Overview - 2.6 English

Binary CAM Search v2.6 LogiCORE IP Product Guide (PG317)

Document ID
PG317
Release Date
2023-11-01
Version
2.6 English
The Binary CAM Search IP core (BCAM) is a member of the family of CAMs provided by AMD. The family consists of four members:
Binary CAM (BCAM)
Described in this document. Used for exact matching. Entry storage is provided in UltraRAM or block RAM.
Hardware-managed binary CAM (CBCAM)
Described in this document. Entries can be inserted/deleted without a software driver using hardware interface. Software managed inserts/deletes are also supported. The CBCAM software driver has no shadow memory of the CAM contents, and requires less memory and CPU resources at the cost of additional logic resources.
Semi TCAM (STCAM)
The STCAM is fully flexible in terms of number, size and position of wildcard (don't care) fields. Every key bit has a corresponding mask bit. The number of allowed unique masks is however limited. This allows for considerable memory and logic optimizations. See the Semi-Ternary CAM Search LogiCORE IP Product Guide (PG319).
Ternary CAM (TCAM)
The primary usage of TCAM is for tables requiring full flexibility in terms of size and position of wildcard (don't care) fields. Every key bit has a corresponding mask bit stored together with the key. All entries can have different masks. TCAMs are used for Access Control List (ACL) type lookups, requiring a large number of different masks. See the Ternary CAM Search LogiCORE IP Product Guide (PG318).
One or multiple instances of each type can be used inside the same FPGA. Different types can also be mixed inside the same FPGA. Each CAM type is optimized for its specific task in terms of hardware resource usage and can be flexibly configured using VitisNetP4 or the IP integrator.

The BCAM stores {key, response} entries in either URAM or block RAM. The BCAM provides efficient use of FPGA resources, in contrast with basic BCAM implementations that store the keys in flip-flops and use logic resources for parallel key comparison.

The Lookup interface of the BCAM receives a lookup key and outputs a result that contains a match flag indicating whether the lookup key matches the key of any entry in the BCAM. If any BCAM entry is matched, the response value of the matching entry is output. The BCAM is pipelined so that it can process a Lookup Request every clock cycle.

The entries are read and written using a set of high-level API functions. The API functions are written in C and delivered as part of the IP. The API encapsulates the details of memory management and register access and provides a simple and efficient management interface. The API software with detailed documentation is found in the CAM IP product page. You provide the functions for basic hardware reads and writes to the API. This allows for flexible hardware mapping and the communications link between the API software and the hardware is designed to your specifications.
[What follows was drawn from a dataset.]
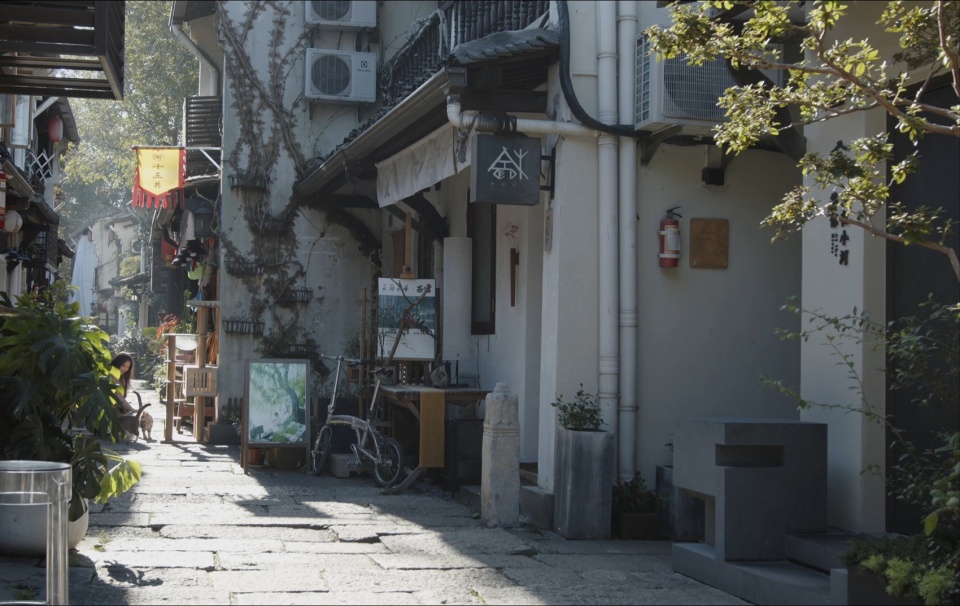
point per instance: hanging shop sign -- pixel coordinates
(506, 170)
(159, 176)
(407, 319)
The communication link could for instance be AXI4-Lite or PCIe. The CBCAM software driver also supports inserts, updates and deletes, yet the memory management in this case is performed by hardware, thus off-loading a lot of the software activity from the CPU.

The BCAM design is highly configurable at compile time to make it suitable for a large variety of applications. The following table lists the configuration parameters.

Table 1. Configuration Parameters
Parameter Name Valid Range Description
KEY_WIDTH 10-992 bits The width of the lookup key.
RESPONSE_WIDTH 1-1024 bits The width of the lookup response.
NUM_ENTRIES 1 - 1M The number of usable entries (depth). To generate a BCAM with a certain memory depth, for example 4K, specify 95% of the target: NUM_ENTRIES = 0.95 x 4096 = 3891
MEMORY_PRIMITIVE BLOCK or ULTRA or AUTO The compiler selects the best suited type automatically. This can however be overridden as a user preference.
LOOKUP_RATE 15 - 600 Mlps This is the supported lookup rate of the instance (expressed in million lookups per second). In order to save resources it is important not to set the lookup rate higher than required.
LOOKUP_INTERFACE_FREQ 15-600 MHz This is the clock frequency of the Lookup Request and response interfaces.

LOOKUP_INTERFACE_FREQ >= LOOKUP_RATE

RAM_FREQ 15-600 MHz This is the clock frequency of the memories and the internal datapath. An optional, high frequency RAM clock enables time division of the hardware resources, leading to significant savings. See the TDM_FACTOR parameter.

RAM_FREQ >= LOOKUP_INTERFACE_FREQ

TDM_FACTOR 1, 2, or 4 The TDM_FACTOR is calculated from the ratio:

RAM_FREQ / LOOKUP_RATE

The ratio is rounded downwards to the nearest power of two and capped based on NUM_ENTRIES. This further described in Resource Time Sharing.

CLOCKING_MODE SINGLE-CLOCK or DUAL_CLOCK The use of a separate RAM clock is optional. If RAM_FREQ = LOOKUP_INTERFACE_FREQ, then the single clock mode is enabled. In single clock mode only the lookup interface clock is used for lookup interfaces, RAM and match logic.

All of these parameters are extracted from the P4 code and VitisNetP4 tool during compilation. If the BCAM is used without P4, these parameters are set in the IP Generator prior to generating the BCAM hardware and software BCAM API. VitisNetP4 ensures that the parameters used to generate the hardware BCAM and those used to create the software BCAM are synchronized. The BCAM and CBCAM handles parameters differently. The CBCAM keeps all parameters in a hardware database. This database is read by the software CBCAM driver. This way, software and hardware are synchronized. The BCAM keeps a few parameters in a HW database. These parameters are read by the software BCAM driver and verified with the drivers own parameters. The parameters must match otherwise the driver will return an error code. For standalone usage, you must guarantee that the parameters used to generate the hardware BCAM, and the parameters used to call the software BCAM are identical. VitisNetP4 generation of CBCAM is not supported in version 2.6.

CBCAM can only be used standalone. For CBCAM, the parameters do not need to be identical because they are read from the hardware.